Returned from my travels

Nov 04, 2006 02:39

Arrived back quite tired from a busy few days followed by a long day of travelling by sea and road from Scotland to Wiltshire. We normally take two days for the journey but time was short this year, so we had to do without our usual overnight stay in Cheshire. I ambled back to Wales the following day and am now trying to catch up with all the jobs that were awaiting my return. The weather was freakishly warm (and very wet) in Scotland, but has now changed to crisp and cold. We’ve had the first frosts of the winter, and some sheltered low-lying areas by the river remained frozen throughout today. I went shopping in Hereford yesterday, where I heard a lot of people moaning about the cold - it's November, we've had summer temperatures until two days ago, and the days are bright and sunny with no wind. There's just no pleasing some people. Personally, I'm happy whenever there's no rain or cold wind during the winter. And no mud, of course.

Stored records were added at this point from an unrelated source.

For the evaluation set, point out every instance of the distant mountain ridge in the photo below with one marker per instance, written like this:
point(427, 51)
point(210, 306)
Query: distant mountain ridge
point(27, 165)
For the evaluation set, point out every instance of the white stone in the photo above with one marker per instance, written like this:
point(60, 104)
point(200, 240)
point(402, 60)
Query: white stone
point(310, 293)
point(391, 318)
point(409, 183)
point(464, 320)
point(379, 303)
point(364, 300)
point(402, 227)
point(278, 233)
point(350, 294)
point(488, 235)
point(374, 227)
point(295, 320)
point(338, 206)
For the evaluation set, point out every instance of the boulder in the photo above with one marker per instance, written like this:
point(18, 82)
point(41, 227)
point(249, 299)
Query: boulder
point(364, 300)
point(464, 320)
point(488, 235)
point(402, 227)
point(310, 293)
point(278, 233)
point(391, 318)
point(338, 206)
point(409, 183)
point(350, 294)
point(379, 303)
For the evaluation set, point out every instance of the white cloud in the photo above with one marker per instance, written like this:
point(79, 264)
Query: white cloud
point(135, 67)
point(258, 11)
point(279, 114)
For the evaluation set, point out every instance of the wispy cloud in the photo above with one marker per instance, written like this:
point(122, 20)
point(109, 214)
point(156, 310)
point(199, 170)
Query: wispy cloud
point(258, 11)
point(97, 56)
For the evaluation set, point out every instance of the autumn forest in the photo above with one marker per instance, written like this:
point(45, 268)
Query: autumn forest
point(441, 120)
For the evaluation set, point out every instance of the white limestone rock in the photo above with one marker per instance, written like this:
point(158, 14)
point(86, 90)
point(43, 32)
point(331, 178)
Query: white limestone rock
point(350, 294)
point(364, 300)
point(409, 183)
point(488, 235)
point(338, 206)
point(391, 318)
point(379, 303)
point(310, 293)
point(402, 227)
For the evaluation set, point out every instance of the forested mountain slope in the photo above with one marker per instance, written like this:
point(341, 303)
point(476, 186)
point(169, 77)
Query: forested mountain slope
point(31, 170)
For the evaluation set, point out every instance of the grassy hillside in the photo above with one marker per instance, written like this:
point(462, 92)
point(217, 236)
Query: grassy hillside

I mostly managed to keep up with my Kilimanjaro training whilst in Scotland, thanks to the hillock behind the house where I stay. It's only half a level mile from the sea and is 250 feet high according to the map. It's a lot steeper than my regular farm walk, but the circuit from house to base of hillock, climb to summit and return via circular route took about an hour. I managed it twice during the week, as well as a couple of less strenuous walks whenever I had the time to spare. By a strange coincidence, my Scottish assistant and her husband climbed Kilimanjaro last February. I vaguely knew they'd been on holiday to Africa, but hadn't seen her during my ill-fated September visit thanks to being bedridden during most of my free time (she only works with me during the November trips), so I had no idea I knew someone with recent first-hand experience of the climb. Both she and her husband made it to the highest point, though Husband suffered quite badly from the altitude despite being very fit. They're both about my age and Assistant has dodgy knees and hips. She told me it's a tough climb but I should be able to do it OK as long as the altitude doesn't get me. Further coincidence is that they went up by the Rongai route, which is the one I had more or less decided to take - it's relatively easy, remote and the least busy way up, starting from the Kenyan side of the mountain. I am now armed with a lot of useful information and one 4 season sleeping bag, guaranteed warm to -13 degrees C which she insisted on lending to me for the trip. It's a most helpful gesture; the sleeping bag would have been my most expensive purchase and unlikely to be used again as I don't intend to do much camping in sub-zero temperatures in the future.